Именно поэтому первый парижский «поход» был предпринят в Национальную библиотеку и увенчался неожиданным успехом. Один из сотрудников, увидев мои «требования», посоветовал поговорить с Татьяной Алексеевной Осоргиной, которая отвечала в библиотеке за славянское отделение и в то время как раз составляла библиографию русских писателей-эмигрантов. Долголетний опыт работы в разных архивах неоднократно доказывал, что очень важно найти такое «ключевое лицо», которое может дать первые указания, а потом уже клубок сам размотается. Татьяна Алексеевна Осоргина была не только очень опытным библиографом, но вообще весьма образованным человеком, хорошо знавшим литературную жизнь русской эмиграции и из книг, и в особенности из личного общения и опыта. Бунина она, конечно, лично знала, но о нем как человеке отзывалась сдержанно, говорила о его холодности, высокомерности и противопоставляла ему Куприна, который, по ее словам, был «очень добрым».
Благодаря Т. А. Осоргиной я познакомилась с Натальей Борисовной Зайцевой-Соллогуб, с которой у нее были тесные дружеские отношения.
Знакомство с Натальей Борисовной во многом облегчило мою работу и, самое главное (за что я ей навсегда осталась благодарна), дало мне возможность как-то осязаемо почувствовать последнее дыхание жизни и мира русской литературной эмиграции, как сейчас принято говорить, «первой волны». Незабываемы те несколько посещений ее дома (тогда семья жила, если я не ошибаюсь, на авеню дю Шале), беседы с ней, а также с ее отцом, Борисом Константиновичем Зайцевым.

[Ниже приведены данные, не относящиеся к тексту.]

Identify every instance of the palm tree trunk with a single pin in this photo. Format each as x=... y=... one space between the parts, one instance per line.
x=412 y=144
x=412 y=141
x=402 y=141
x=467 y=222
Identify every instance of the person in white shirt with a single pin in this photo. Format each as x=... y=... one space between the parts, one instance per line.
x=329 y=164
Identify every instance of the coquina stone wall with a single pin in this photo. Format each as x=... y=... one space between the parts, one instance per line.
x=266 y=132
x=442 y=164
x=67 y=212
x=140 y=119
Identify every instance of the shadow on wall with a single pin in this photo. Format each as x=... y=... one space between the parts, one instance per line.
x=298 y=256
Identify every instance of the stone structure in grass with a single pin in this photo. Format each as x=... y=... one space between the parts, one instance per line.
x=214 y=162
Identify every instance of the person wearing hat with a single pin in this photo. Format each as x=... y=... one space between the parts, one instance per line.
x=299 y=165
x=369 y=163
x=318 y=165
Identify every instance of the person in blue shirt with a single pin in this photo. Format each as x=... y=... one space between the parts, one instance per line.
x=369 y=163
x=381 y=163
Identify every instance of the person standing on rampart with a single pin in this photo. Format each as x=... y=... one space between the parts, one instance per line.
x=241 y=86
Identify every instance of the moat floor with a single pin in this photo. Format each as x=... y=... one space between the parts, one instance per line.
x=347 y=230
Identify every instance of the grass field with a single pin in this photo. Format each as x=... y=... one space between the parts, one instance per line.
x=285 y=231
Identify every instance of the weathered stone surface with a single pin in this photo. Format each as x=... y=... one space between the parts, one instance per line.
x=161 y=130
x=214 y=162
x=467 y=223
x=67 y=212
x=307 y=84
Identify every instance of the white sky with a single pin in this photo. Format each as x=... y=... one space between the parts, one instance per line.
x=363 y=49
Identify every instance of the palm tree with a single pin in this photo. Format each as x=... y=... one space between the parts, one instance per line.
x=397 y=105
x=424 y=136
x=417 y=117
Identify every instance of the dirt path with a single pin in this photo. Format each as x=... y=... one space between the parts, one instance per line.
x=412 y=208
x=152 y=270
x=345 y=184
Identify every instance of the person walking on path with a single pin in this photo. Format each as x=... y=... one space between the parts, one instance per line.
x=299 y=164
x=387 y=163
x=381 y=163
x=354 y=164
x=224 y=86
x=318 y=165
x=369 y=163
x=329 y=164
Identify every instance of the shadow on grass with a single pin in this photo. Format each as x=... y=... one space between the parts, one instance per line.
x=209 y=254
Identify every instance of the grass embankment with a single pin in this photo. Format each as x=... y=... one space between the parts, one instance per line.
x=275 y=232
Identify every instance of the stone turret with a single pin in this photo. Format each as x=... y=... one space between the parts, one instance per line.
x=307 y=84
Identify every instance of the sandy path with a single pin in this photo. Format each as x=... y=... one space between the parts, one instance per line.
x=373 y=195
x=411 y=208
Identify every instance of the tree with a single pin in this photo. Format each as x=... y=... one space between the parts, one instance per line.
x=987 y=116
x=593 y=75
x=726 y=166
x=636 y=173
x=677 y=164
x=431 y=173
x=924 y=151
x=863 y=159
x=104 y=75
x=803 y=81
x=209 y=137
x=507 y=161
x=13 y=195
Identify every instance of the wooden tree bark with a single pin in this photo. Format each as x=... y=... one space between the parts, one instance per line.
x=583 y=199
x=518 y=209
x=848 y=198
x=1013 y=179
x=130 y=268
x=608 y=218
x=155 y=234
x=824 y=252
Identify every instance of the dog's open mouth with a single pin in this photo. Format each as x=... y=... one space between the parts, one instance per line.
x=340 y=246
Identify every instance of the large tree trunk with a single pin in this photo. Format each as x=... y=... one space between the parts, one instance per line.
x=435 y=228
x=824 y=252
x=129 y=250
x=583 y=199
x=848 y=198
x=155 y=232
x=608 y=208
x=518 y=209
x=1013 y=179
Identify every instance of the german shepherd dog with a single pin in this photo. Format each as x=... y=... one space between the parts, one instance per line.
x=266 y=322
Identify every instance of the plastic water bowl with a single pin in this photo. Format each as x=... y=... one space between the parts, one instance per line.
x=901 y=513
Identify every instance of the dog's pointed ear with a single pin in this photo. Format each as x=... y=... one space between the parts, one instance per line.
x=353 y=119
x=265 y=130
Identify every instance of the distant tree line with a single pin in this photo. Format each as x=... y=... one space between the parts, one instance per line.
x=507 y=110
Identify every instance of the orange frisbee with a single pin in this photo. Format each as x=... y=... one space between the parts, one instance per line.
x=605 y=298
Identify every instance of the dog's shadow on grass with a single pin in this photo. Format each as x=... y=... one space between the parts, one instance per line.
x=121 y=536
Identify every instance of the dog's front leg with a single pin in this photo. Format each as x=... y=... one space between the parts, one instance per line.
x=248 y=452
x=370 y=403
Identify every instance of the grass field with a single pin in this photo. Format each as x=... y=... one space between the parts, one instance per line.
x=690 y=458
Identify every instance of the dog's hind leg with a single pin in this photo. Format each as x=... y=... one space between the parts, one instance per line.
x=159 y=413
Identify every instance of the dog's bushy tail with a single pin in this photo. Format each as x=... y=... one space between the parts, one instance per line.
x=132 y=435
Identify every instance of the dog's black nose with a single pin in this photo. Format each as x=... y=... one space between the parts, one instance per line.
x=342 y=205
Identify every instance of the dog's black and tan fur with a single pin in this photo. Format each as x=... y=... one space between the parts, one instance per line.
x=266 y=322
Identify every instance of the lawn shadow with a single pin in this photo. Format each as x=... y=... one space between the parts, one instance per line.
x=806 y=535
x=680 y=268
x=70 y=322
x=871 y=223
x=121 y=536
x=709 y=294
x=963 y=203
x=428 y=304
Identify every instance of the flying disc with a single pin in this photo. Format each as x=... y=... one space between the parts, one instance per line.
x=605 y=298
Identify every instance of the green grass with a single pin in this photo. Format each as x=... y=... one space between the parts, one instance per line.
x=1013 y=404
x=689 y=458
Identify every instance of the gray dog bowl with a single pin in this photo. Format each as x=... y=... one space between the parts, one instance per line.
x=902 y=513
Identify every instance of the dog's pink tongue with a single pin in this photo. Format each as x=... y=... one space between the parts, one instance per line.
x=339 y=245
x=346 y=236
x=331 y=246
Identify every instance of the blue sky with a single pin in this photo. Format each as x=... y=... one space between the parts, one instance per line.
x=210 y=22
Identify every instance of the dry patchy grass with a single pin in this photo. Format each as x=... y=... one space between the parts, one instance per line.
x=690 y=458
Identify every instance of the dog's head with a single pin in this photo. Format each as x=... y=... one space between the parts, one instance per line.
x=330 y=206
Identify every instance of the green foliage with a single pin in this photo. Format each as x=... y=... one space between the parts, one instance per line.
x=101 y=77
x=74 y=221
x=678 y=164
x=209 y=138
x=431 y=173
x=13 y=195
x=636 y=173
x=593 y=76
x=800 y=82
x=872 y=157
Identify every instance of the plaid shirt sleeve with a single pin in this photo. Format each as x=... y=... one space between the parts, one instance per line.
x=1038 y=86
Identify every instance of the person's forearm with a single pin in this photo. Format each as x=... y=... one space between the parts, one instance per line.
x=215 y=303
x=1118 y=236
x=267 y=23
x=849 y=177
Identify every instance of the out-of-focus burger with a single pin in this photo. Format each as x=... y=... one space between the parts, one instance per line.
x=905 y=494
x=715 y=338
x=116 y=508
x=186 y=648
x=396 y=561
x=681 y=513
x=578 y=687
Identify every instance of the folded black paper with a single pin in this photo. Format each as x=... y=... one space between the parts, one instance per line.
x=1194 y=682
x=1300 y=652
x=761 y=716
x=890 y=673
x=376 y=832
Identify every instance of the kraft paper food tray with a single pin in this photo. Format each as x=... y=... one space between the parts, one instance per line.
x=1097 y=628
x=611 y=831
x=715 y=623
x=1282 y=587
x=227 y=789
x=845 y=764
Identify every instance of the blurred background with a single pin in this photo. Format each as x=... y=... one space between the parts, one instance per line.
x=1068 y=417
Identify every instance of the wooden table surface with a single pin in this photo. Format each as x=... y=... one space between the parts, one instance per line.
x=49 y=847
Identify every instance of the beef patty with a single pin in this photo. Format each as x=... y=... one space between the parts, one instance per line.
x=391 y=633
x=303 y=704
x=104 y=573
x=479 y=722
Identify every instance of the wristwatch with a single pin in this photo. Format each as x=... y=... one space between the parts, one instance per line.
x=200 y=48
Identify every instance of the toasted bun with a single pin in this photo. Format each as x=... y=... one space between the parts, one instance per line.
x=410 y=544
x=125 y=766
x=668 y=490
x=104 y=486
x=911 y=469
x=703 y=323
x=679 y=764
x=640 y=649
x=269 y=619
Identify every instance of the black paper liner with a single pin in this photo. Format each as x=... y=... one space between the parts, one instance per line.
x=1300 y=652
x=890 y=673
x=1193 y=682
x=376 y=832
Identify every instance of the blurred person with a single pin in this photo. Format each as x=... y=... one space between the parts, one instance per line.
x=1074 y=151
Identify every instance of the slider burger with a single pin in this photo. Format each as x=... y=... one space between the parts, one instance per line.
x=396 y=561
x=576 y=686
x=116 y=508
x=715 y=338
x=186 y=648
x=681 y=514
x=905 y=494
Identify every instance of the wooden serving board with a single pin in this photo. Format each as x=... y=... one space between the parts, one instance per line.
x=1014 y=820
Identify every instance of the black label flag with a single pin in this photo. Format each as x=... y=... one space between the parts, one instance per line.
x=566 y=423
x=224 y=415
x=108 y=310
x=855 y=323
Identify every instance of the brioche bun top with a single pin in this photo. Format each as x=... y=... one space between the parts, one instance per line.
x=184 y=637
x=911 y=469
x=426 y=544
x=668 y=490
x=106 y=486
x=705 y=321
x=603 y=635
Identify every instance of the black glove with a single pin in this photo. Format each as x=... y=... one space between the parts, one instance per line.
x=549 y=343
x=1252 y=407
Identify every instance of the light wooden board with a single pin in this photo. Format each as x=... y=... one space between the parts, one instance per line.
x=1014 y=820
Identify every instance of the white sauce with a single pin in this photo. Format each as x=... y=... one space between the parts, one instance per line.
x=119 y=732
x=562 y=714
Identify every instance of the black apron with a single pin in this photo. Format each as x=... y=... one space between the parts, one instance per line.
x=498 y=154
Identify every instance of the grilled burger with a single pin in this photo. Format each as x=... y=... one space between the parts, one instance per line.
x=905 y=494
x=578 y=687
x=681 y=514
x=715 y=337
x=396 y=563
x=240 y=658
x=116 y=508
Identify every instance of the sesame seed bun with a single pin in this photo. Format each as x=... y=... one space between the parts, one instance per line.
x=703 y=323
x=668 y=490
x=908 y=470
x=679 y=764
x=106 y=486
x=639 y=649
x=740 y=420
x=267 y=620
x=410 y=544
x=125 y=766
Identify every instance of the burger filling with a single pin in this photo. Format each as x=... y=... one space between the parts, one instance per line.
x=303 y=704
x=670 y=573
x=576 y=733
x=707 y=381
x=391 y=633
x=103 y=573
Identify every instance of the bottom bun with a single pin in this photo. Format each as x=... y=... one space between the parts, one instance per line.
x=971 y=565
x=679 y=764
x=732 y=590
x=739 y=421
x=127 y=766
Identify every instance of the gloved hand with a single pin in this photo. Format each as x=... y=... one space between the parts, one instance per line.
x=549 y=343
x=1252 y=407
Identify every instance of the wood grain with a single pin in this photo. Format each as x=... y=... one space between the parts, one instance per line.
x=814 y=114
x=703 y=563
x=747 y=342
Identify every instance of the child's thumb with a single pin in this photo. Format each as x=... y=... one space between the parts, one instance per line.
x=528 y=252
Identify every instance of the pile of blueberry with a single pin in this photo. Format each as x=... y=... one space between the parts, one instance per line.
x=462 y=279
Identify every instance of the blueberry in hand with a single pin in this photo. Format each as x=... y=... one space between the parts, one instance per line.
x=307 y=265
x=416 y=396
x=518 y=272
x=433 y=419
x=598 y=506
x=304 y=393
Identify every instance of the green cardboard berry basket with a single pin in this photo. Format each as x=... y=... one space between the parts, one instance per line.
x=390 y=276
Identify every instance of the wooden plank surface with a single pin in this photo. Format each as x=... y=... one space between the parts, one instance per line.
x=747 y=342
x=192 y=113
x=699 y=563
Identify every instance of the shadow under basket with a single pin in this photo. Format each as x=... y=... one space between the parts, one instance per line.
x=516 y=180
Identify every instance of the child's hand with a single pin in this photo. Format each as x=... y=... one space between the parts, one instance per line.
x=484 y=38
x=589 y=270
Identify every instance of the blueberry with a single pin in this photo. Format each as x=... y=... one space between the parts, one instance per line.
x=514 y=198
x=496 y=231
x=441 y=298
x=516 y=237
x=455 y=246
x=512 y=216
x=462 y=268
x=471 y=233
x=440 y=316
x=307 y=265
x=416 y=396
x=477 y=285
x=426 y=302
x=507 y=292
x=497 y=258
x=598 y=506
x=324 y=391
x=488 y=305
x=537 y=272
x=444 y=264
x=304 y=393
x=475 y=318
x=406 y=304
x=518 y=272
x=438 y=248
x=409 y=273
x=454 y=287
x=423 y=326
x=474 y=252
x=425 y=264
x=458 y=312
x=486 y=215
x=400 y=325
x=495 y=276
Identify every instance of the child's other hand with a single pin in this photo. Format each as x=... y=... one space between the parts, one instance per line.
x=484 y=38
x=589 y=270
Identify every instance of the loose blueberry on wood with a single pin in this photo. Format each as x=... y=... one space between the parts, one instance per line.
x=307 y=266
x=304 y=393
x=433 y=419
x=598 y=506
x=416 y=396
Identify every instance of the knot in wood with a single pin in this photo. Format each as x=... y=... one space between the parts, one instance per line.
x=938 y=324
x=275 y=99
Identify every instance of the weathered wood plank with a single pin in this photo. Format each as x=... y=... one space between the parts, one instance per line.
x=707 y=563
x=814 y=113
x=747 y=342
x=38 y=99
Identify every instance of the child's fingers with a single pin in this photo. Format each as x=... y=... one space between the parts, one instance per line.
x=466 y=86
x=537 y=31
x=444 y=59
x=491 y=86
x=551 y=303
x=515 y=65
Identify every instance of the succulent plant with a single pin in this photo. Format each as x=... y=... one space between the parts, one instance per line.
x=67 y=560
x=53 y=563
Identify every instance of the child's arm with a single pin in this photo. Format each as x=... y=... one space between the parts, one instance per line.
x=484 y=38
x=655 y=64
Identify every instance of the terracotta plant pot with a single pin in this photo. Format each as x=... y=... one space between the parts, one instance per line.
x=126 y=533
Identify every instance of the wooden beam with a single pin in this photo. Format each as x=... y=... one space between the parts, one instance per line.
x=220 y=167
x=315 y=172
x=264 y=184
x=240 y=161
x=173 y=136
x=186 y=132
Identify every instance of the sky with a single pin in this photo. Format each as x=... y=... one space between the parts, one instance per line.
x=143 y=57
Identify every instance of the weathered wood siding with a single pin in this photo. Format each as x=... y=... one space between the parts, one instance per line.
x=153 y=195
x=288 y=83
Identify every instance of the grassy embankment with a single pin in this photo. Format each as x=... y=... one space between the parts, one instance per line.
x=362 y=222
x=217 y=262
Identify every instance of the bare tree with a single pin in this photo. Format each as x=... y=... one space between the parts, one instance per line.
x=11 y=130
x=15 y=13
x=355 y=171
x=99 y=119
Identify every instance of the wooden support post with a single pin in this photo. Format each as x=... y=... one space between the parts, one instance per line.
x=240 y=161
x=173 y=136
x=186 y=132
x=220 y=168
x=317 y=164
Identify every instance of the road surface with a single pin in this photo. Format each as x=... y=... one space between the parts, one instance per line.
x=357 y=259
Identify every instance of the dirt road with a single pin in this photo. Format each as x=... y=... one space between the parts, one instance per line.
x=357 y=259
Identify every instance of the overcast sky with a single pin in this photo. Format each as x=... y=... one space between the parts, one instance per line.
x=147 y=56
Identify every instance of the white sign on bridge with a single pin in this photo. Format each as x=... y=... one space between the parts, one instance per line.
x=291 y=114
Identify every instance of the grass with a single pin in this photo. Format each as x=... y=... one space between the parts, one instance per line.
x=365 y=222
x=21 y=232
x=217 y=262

Считаю большим, даже исключительным счастьем, что мне довелось слушать рассказы, воспоминания Зайцева о Бунине и о жизни русских писателей в Париже. Несмотря на свои преклонные годы и на некоторую глухоту, Зайцев прекрасно сохранил память, иногда вплоть до мельчайших подробностей (например, о склонности Бунина «крепко» выражаться, в чем мне до того уже пришлось удостовериться, прочитав некоторые письма, сохранявшиеся в архиве Тургеневского музея в Орле). Рассказы Бориса Константиновича были очень интересными, живыми, в них переплетались чисто личные оценки с общими комментариями. О таланте Бунина он высказывался в «превосходной степени», без малейших критических замечаний, что так редко бывает, когда писатель говорит о своем коллеге. Называл его все время «Иван», и тем самым как бы стирались годы двадцатилетней разлуки после смерти Бунина и в разговор входила какая-то нота близости, я посмею сказать, даже нежности. И она продолжала существовать, соединяясь с грустью, когда Зайцев перешел к рассказу о той размолвке, которая произошла в 1947 г., в связи с расколом в парижском «Союзе русских писателей и журналистов». Это уже было в прошлом, стало достоянием истории, теперь же в 1970 г. в голосе рассказчика звучала безмерная грусть об утрате друга и глубокое мудрое сожаление о том, что житейские бури развели их. «Голубиный дух» — так назвал Зайцев другого русского писателя-эмигранта, своего современника и друга Константина Мочульского, но эти же слова мне хотелось бы сказать и о самом Борисе Константиновиче, вспоминая то давнее посещение и разговор с ним. В нем было столько светлого, доброжелательного, с такой доброй милой улыбкой говорил он о слабостях людей, например о жажде славы (даже если и скрываемой) у Бунина, о кокетничании Зинаиды Гиппиус. Не осуждал, а, скорее, извинял. Редко можно найти такую гармонию между личностью автора и стилем его произведений. Тонкость, светлость лирического стиля Зайцева полностью соответствует его человеческой личности.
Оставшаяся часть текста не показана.